6. detection method according to claim 1, it is characterised in that the processing method of the step (5) is:
1. staphylococcus aureus bacterium solution group:0.9% aseptic sodium chloride solutions of 100ml are taken, add in 1ml (10-5) golden yellow grape Coccus bacteria suspension, mixing are made 10-7Staphylococcus aureus bacteria suspension (being less than 100cfu containing bacterium number per 1ml) pipettes immediately 1ml is placed in the sterilized petri dishes of diameter 90mm, and 15~20ml of injection temperature is no more than the pancreas junket soya peptone agar training of 45 DEG C of fusings Base is supported, mixing, solidification, two pieces of wares of parallel preparation, 30~35 DEG C, inversion is cultivated 3 days;
2. bacillus subtilis bacterium solution group:0.9% aseptic sodium chloride solutions of 100ml are taken, add in 1ml (10-3) bacillus subtilis Bacteria suspension, mixing are made 10-5Bacillus subtilis bacteria suspension (being less than 100cfu containing bacterium number per 1ml) pipettes 1ml immediately, is placed in In the sterilized petri dishes of diameter 90mm, 15~20ml of injection temperature is no more than the pancreas junket soya peptone agar medium of 45 DEG C of fusings, mixes Even, solidification, two pieces of wares of parallel preparation, are inverted culture 3 days by 30~35 DEG C;
3. pseudomonas aeruginosa bacterium solution group:0.9% aseptic sodium chloride solutions of 100ml are taken, add in 1ml (10-4) pseudomonas aeruginosa Bacteria suspension, mixing are made 10-6Pseudomonas aeruginosa bacteria suspension (being less than 100cfu containing bacterium number per 1ml) pipettes 1ml immediately, is placed in In the sterilized petri dishes of diameter 90mm, 15~20ml of injection temperature is no more than the pancreas junket soya peptone agar medium of 45 DEG C of fusings, mixes Even, solidification, two pieces of wares of parallel preparation, are inverted culture 3 days by 30~35 DEG C;
4. Candida albicans bacterium solution group:0.9% aseptic sodium chloride solutions of 100ml are taken, add in 1ml (10-2) Candida albicans bacterium hangs Liquid, mixing are made 10-4Candida albicans bacteria suspension (being less than 100cfu containing bacterium number per 1ml) pipettes 1ml immediately, is placed in diameter In the sterilized petri dishes of 90mm, 15~20ml of injection temperature is no more than the Sabouraud glucose agar of 45 DEG C of fusings, and mixing is coagulated Gu two pieces of wares of parallel preparation, are inverted culture 5 days by 20~25 DEG C;
5. aspergillus niger bacterium solution group:100ml0.9% aseptic sodium chloride solutions are taken, add in 1ml (10-2) black-koji mould suspension, mixing, It is made 10-4Black-koji mould suspension (being less than 100cfu containing bacterium number per 1ml) pipettes 1ml immediately, is placed in the sterilized petri dishes of diameter 90mm In, 15~20ml of injection temperature is no more than the Sabouraud glucose agar of 45 DEG C of fusings, mixing, solidification, parallel preparation two Block ware, is inverted culture 5 days by 20~25 DEG C.
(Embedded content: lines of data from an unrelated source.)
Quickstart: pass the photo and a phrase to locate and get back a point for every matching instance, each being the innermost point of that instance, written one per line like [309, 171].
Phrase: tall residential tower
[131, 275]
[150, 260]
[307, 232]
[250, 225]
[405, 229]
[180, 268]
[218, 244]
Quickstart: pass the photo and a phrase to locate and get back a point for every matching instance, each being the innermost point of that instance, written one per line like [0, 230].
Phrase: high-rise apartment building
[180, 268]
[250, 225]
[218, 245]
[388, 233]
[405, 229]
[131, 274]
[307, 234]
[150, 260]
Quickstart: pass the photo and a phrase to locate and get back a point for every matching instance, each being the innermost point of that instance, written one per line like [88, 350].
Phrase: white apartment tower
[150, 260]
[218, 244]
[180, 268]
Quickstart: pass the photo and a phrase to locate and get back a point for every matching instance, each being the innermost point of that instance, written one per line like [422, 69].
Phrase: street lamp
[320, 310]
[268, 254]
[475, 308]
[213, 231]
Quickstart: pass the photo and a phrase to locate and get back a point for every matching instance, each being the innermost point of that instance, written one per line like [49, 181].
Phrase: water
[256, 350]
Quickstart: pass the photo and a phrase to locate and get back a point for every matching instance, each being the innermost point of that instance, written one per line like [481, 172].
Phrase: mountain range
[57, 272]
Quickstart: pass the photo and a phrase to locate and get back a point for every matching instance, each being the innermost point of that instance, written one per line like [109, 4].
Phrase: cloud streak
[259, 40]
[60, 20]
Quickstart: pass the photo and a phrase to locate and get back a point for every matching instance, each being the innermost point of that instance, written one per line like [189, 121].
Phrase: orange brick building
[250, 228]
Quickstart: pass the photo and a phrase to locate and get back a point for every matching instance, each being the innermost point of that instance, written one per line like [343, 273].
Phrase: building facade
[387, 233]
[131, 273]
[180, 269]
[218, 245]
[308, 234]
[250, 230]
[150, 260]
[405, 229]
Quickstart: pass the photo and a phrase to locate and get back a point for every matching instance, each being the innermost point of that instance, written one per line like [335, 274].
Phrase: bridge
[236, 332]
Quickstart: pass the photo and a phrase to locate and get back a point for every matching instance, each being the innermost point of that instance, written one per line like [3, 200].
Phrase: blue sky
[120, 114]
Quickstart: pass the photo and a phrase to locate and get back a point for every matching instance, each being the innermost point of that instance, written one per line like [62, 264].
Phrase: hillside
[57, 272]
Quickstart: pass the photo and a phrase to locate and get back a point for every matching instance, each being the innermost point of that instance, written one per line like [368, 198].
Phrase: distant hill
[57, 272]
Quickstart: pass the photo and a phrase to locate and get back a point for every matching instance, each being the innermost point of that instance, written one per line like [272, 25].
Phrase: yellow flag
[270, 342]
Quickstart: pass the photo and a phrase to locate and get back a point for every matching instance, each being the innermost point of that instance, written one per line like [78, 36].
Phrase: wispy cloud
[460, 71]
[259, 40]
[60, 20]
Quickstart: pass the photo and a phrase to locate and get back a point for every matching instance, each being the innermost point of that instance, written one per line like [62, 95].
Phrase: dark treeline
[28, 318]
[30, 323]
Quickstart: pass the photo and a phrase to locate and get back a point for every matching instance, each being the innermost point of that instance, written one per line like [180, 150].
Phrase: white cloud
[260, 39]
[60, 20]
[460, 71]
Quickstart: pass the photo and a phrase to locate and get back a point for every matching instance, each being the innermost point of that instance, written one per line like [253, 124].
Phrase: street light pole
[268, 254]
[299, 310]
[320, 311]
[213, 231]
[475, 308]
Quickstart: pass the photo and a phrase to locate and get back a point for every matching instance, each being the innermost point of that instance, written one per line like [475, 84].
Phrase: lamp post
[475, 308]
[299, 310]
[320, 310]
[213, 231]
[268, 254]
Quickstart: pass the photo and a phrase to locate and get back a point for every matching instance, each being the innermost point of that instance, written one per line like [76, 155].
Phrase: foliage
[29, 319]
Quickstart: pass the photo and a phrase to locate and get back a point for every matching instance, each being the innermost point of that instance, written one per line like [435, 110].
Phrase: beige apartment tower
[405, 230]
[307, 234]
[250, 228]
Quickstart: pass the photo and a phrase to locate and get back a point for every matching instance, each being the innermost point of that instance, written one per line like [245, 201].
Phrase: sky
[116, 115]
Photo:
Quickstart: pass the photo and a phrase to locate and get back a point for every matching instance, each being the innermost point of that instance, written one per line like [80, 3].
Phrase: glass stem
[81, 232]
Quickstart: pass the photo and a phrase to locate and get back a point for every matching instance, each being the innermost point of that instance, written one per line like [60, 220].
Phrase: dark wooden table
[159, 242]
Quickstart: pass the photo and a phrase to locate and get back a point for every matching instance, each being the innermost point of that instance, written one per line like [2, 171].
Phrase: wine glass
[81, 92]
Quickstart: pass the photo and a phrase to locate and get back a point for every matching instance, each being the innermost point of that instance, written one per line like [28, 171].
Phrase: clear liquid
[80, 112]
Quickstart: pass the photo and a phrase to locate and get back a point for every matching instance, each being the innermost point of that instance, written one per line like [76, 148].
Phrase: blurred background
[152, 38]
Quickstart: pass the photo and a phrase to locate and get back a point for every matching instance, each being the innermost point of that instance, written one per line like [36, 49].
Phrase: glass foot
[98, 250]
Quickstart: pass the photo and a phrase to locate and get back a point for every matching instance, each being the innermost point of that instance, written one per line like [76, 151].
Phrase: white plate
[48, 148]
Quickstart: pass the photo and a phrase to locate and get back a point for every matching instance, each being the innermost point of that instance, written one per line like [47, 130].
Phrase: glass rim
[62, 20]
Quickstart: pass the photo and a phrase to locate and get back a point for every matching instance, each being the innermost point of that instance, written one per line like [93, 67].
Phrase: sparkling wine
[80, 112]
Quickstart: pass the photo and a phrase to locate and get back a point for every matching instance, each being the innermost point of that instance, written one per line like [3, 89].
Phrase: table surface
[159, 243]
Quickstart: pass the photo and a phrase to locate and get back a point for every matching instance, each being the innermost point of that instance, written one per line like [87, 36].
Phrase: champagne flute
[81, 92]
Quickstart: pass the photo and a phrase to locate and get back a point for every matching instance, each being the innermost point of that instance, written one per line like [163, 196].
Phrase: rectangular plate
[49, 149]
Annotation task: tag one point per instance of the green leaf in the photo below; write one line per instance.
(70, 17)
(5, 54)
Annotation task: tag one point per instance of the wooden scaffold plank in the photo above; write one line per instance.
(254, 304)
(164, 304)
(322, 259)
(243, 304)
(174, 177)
7. detection method according to claim 1, it is characterised in that the computational methods of the step (6) are:
The average colony number of the bacterium colony rate of recovery of diluent control group=diluent control group average colony number/bacterium solution group × 100%
The bacterium colony rate of recovery of the microbial inoculum test group=(average colony of the average colony number of test group-test liquid control group Number)/bacterium solution group average colony number × 100%.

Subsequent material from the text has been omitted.